Whenever the foremost iterator is incremented, the
last character of the buffer is automatically
erased. Currently there is no way to tell if an
iterator is trailing too far behind and has become
invalid. No dynamic allocation is done by this
policy during normal iterator operation, only on
initial construction. The memory usage of this
`StoragePolicy` is set at `N+1` bytes, unlike
`split_std_deque`, which is unbounded.]]
]
[heading Combinations: How to specify your own custom multi_pass]
The beauty of policy based designs is that you can mix and match policies to
create your own custom iterator by selecting the policies you want. Here's an
example of how to specify a custom `multi_pass` that wraps an
`std::istream_iterator<char>`, and is slightly more efficient than the default
`multi_pass` (as generated by the `make_default_multi_pass()` API function)

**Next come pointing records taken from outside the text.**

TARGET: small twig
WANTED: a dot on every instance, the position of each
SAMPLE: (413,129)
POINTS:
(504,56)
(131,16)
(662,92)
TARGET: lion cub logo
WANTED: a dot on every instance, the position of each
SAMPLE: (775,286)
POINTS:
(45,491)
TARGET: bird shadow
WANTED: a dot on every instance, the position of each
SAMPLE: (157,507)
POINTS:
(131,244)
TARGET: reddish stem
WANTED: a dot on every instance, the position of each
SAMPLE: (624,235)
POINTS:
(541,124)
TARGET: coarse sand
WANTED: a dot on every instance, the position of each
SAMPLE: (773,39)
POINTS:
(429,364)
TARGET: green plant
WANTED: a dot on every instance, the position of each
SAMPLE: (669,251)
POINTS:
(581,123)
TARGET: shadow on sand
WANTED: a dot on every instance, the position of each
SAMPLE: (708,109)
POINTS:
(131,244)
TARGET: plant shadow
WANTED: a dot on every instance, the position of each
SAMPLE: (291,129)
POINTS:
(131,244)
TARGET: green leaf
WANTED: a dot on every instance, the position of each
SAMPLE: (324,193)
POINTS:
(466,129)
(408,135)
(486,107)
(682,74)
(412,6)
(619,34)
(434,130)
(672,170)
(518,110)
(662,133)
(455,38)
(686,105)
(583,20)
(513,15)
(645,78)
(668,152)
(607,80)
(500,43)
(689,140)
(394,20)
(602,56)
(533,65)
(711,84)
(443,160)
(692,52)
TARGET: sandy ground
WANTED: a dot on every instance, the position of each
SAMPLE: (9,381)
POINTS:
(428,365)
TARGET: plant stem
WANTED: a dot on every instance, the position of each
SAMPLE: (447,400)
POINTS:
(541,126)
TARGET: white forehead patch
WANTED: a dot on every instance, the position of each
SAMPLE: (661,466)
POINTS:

because it uses the `iterator_policies::first_owner` OwnershipPolicy and the
`iterator_policies::no_check` CheckingPolicy:
typedef multi_pass<
std::istream_iterator<char>
, iterator_policies::default_policy<
iterator_policies::first_owner
, iterator_policies::no_check
, iterator_policies::buffering_input_iterator
, iterator_policies::split_std_deque
>
> first_owner_multi_pass_type;
The default template parameters for `iterator_policies::default_policy` are:
* `iterator_policies::ref_counted` OwnershipPolicy
* `iterator_policies::no_check` CheckingPolicy, if `BOOST_SPIRIT_DEBUG` is
defined: `iterator_policies::buf_id_check` CheckingPolicy
* `iterator_policies::buffering_input_iterator` InputPolicy, and
* `iterator_policies::split_std_deque` StoragePolicy.

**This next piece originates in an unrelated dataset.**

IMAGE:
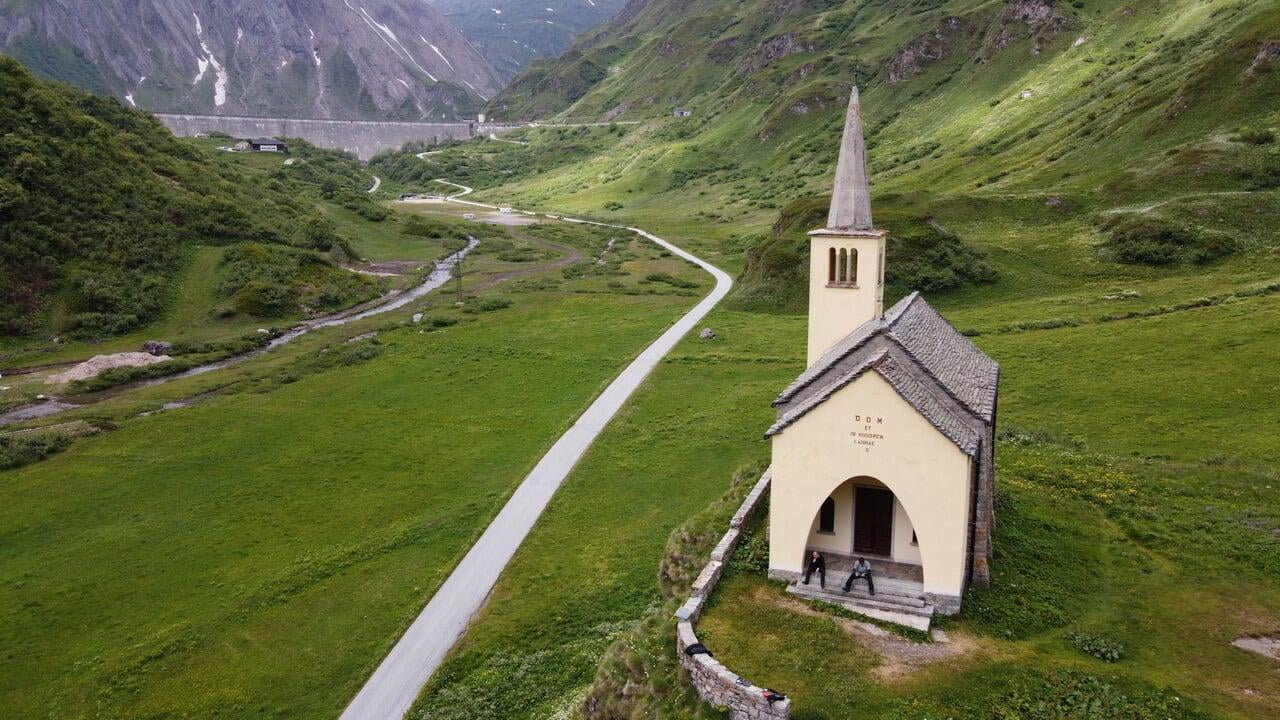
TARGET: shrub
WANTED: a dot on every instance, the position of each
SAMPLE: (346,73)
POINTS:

So if you use `multi_pass<std::istream_iterator<char> >` you will get those
pre-defined behaviors while wrapping an `std::istream_iterator<char>`.
[heading Dealing with constant look ahead]
There is one other pre-defined class called `look_ahead`. The class
`look_ahead` is another predefine `multi_pass` iterator type. It has two
template parameters: `Input`, the type of the input iterator to wrap, and a
`std::size_t N`, which specifies the size of the buffer to the
`fixed_size_queue` policy. While the default multi_pass configuration is
designed for safety, `look_ahead` is designed for speed. `look_ahead` is derived
from a multi_pass with the following policies: `input_iterator` InputPolicy,
`first_owner` OwnershipPolicy, `no_check` CheckingPolicy, and
`fixed_size_queue<N>` StoragePolicy.
This iterator is defined by including the files:
// forwards to <boost/spirit/home/support/look_ahead.hpp>
#include <boost/spirit/include/support_look_ahead.hpp>
Also, see __include_structure__.
[heading Reading from standard input streams]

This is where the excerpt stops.